Rumah adat sendiri merupakan rumah dari penduduk asli suatu daerah. Berdasarkan e-modul"Keberagaman di Sekitarku" rumah adat yang ada di Indonesia adalah hasil dari pemanfaatan peralatan dan teknologi masyarakat setempat.
Selain dibedakan dari jenis pemanfaatan teknologi, perbedaan ciri khas rumah adat juga dipengaruhi oleh kondisi geografis suatu wilayah. Rumah adat di daerah pesisir tentunya memiliki bentuk yang berbeda dengan rumah adat di daerah gunung.
Begitupula dengan rumoh aceh. Ciri khas, fungsi, serta struktur bangunan rumoh aceh dipengaruhi oleh kebudayaan masyarakat Aceh itu sendiri.
Sejarah Rumoh Aceh
Rumoh aceh dipercaya sudah ada sejak tanah Aceh dipimpin oleh raja. Melansir Gerakan Literasi Nasional (GLN) Kementerian Pendidikan dan Kebudayaan (Kemendikbud) rumoh aceh dulunya bukan dikenal sebagai rumah adat.

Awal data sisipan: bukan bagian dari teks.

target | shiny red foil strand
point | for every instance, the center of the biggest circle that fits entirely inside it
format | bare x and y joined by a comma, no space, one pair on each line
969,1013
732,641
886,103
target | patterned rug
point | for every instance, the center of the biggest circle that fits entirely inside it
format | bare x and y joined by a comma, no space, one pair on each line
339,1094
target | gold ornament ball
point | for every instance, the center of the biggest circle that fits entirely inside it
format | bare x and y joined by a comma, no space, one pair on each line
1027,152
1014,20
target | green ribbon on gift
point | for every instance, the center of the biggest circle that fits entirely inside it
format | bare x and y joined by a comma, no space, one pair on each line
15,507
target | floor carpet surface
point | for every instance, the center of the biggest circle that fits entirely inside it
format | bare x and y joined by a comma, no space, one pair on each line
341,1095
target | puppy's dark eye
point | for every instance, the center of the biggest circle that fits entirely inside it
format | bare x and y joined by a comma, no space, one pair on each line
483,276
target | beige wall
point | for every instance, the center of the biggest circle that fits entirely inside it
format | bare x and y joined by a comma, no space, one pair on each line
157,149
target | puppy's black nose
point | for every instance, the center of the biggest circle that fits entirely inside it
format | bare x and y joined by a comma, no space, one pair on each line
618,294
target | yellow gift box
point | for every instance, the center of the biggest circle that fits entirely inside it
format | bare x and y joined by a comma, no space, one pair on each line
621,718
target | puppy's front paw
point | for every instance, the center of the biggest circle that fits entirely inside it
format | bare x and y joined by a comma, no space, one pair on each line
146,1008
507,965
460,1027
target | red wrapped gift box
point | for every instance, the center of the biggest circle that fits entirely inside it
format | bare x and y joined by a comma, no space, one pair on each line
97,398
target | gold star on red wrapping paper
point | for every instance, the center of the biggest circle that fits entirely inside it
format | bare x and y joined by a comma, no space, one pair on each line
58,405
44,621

Hal ini karena setiap masyarakat Aceh memiliki rumah yang bentunya nyaris sama dengan rumoh aceh yang dikenal saat ini. Rumah tinggal dari pahlawan nasional seperti Cut Nyak Dhien dan Cut Meutia juga merupakan rumoh aceh.
Rumoh aceh tempat tinggal Cut Nyak Dhien terletak di Gampong Lampisang, Aceh Besar, sementara rumoh aceh tempat tinggal Cut Meutia terletak di Matangkuli, Aceh Utara. Kedua rumah tersebut saat ini dijadikan objek wisata sejarah dan budaya Aceh.
Hingga saat ini, rumoh aceh masih digunakan oleh masyarakat Aceh khususnya yang tinggal di pedesaan. Menurut Herman RN dalam "Arsitektur Rumah Tradisional Aceh" rumoh aceh masih bisa ditemukan di wilayah Aceh Besar, Aceh Barat Daya, dan Aceh Selatan.
Ciri Khas dari Struktur Bangunan Rumoh Aceh
Ciri khas utama dari rumoh aceh adalah struktur bangunannya yang berbentuk panggung dan memanjang. Menurut Herman, bentuk panggung rumoh aceh berfungsi sebagai pelindung penghuni rumah dari ancaman hewan buas dan bencana banjir.
Jumlah tiang yang ada pada rumoh aceh juga menandakan banyaknya ruangan di dalam rumah. Menurut Kiki Ratnaning Arimbi dalam "Berselancar ke 34 Rumah Adat Indonesia Yuk!" rumoh aceh dengan 16 tiang biasanya terdiri dari 3 ruangan. Sementara, rumoh aceh dengan jumlah tiang yang lebih banyak, yaitu 18, 22, dan 24 biasanya memiliki lebih dari 5 ruangan.
Selain tiang, ciri khas lainnya yang tampak dari rumoh aceh adalah ukuran pintu masuknya. Ukuran pintu masuk rumoh aceh hanya berukuran 120 hingga 150 cm, cukup kecil untuk tinggi rata-rata orang dewasa.
Pintu rumoh aceh sengaja didesain rendah agar orang yang masuk ke dalam rumah harus menunduk. Ini sebagai bentuk penghormatan pada tuan rumah, baik ia kaya, miskin, tua ataupun muda. Filosofi menunduk ini menurut dijelaskan oleh Arimbi cocok dengan kepribadian masyarakat Aceh yang tidak suka menyombongkan diri.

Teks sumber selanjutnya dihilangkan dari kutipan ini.